TDI FACTS MANIPULATED: The Providence Journal’s PolitiFact, a column that supposedly researches controversial statements to get to the truth but which is, in reality, little more than a fact manipulator for leftist- and union-backed politicians and organizations, again fell far short of the “truth” in its Sunday column about Temporary Disability Insurance in Rhode Island. The column found that Representative Patricia Morgan’s and Moderate Party founder Ken Block’s statements about the TDI program were “Mostly False. “ The two had claimed that 9 percent of Rhode Island employees use TDI while only 3 percent use it in New Jersey, and that our employees use TDI an average of 11.4 weeks per year. PolitiFact determined the “real” percentage of users to be about 8 percent in Rhode Island and 4 percent in New Jersey, but PolitiFact counted multiple use by the same employee in one year as only one use. And, PolitiFact determined Rhode Islanders use TDI only 11.2 weeks per year instead of 11.4 as claimed by Morgan and Block.

So, two fiscal conservatives say 9 percent of our employees use TDI and the “facts” support 8 percent, and they say 11.4 weeks is the average annual usage and the “facts” support 11.2 percent usage.
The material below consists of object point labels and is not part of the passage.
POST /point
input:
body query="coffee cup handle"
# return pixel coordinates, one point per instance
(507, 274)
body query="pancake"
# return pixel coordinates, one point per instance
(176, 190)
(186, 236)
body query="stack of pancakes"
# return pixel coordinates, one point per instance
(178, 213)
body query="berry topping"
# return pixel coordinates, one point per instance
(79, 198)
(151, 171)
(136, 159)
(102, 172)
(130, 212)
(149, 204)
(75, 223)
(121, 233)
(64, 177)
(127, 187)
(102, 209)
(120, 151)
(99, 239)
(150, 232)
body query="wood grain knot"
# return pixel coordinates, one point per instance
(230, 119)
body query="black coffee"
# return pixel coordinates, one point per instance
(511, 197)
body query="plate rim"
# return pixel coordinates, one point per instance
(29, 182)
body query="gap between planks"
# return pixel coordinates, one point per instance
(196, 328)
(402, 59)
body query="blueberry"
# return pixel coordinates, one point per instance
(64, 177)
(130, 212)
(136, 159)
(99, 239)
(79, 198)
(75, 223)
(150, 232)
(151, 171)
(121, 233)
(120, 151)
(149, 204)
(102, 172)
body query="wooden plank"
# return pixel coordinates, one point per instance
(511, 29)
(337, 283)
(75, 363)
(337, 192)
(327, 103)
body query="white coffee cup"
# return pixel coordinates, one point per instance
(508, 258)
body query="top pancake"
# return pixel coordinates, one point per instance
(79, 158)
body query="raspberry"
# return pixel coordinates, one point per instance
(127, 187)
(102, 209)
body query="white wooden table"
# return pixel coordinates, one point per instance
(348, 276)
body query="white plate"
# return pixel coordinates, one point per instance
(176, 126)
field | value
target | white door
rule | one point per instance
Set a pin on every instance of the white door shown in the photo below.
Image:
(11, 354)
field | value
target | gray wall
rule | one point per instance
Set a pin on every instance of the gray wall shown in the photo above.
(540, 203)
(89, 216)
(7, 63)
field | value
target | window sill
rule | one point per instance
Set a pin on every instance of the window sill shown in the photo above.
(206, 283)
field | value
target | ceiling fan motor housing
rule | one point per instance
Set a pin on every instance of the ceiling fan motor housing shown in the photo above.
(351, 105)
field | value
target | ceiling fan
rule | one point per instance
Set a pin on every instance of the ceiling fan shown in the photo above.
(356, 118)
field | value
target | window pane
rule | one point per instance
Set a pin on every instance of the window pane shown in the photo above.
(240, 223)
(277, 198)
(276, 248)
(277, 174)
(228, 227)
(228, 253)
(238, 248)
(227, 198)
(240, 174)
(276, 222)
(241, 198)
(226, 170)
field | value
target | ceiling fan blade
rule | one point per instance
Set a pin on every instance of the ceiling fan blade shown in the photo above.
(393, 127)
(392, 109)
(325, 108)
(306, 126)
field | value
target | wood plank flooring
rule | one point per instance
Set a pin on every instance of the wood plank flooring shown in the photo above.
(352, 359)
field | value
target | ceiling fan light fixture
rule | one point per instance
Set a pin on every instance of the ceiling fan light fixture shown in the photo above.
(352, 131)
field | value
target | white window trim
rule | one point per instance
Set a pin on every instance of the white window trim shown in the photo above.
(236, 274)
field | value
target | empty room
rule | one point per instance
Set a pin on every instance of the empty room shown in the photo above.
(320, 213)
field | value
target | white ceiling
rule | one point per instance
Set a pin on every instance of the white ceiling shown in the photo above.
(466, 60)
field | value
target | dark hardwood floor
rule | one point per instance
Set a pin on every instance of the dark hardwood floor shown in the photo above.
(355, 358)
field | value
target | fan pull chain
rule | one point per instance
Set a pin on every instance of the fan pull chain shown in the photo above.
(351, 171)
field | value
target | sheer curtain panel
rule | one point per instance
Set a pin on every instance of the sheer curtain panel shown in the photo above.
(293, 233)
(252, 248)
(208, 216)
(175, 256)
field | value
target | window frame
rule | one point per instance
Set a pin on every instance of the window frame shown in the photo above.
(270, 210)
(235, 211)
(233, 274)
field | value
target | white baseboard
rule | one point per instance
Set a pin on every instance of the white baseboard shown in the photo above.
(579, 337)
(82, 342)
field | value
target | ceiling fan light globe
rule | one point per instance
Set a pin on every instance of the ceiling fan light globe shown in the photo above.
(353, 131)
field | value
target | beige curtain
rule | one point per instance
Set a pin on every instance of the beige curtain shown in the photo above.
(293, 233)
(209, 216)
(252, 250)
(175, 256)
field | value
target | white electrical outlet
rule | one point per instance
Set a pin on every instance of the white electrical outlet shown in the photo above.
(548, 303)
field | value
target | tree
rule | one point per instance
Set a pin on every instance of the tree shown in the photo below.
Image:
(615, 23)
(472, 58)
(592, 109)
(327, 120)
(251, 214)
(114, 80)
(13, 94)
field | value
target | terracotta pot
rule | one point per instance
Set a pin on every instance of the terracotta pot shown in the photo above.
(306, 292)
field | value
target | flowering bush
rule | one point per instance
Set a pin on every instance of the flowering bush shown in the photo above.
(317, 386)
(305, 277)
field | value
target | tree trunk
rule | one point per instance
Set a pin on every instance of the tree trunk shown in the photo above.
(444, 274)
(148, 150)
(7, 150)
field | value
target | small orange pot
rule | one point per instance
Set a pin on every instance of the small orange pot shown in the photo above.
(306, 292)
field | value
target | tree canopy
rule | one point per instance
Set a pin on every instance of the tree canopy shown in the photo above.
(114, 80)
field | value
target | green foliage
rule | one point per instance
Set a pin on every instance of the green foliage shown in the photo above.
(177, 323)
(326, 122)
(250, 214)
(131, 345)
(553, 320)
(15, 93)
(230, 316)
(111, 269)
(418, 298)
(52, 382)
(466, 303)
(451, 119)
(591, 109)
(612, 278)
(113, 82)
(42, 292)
Yet, PolitiiFact says the two conservatives got it “Mostly False? “ In what strange universe do the PolitiFact writers live? Wait, of course, they live in that far-left, big government universe that wants high taxes, big spending and cradle-to-grave entitlement programs.
GAMBLING’S FUTURE LOOKS BAD: A reputable policy analysis center has produced a report on where New Englanders spend their gambling money. Massachusetts visitors account for 51 percent of the gambling-related money spent in Rhode Island – about $271 million per year, primarily at Twin River Casino. With three casinos set to be built in Massachusetts, those gamblers will no longer visit Twin River. Equally disturbing is that Rhode Islanders spend $176 million per year gambling in Connecticut.

The future for gambling support of our state budget doesn’t look good. With some of the future Massachusetts casinos close to Rhode Island, we will bleed even more of our residents’ gambling dollars to out-of-state casinos. We’re going to be stuck in the middle between two massive casinos in Connecticut and three fairly large ones in Massachusetts. It looks like we are entering the gambling game with too little, too late. Maybe we should have listened to the Indians years ago.

ZIMMERMAN VERDICT BAD FOR 2ND AMENDMENT: While the jury in the George Zimmerman trial got it right based on the prosecution’s failure to present sufficient evidence to prove guilt beyond a reasonable doubt, the verdict will, unfortunately, galvanize anti-gun, anti-Second Amendment proponents and cause some state legislatures to resurrect the unnecessary and overreaching anti-gun bills that failed this year. Likewise, many states will further restrict when and to what extent a law-abiding citizen can act in self-defense against an attacker. Second Amendment advocates will see this verdict as a victory for citizens’ right to be armed and to defend themselves; however, the long-term effect of the case’s outcome will likely be detrimental to Second Amendment freedoms. The end result may be a battle won but the war lost.

QUOTE OF THE WEEK: Our legislative leaders should be careful what they ask for; they just might get it. That seems to be the case with House Finance Chairman Helio Melo, the key architect of the law that eliminated the old, bi-furcated system that had two education boards – one for elementary and secondary education, and one for higher education – and replaced it with one board. Opponents warned after the fact, since the legislature passed the measure at the last minute without public input, that a single board would do justice to neither level of education. Now that it looks like Marie Mancuso, a lawyer instead of an educator, may become commissioner of the single board, an amazed Melo stated: “I understand Rhode Island has the highest percentage of lawyers in the country. Does that make all lawyers here potential commissioners of education?” Well, Helio, you pushed to weaken educational leadership. You just may get it in spades!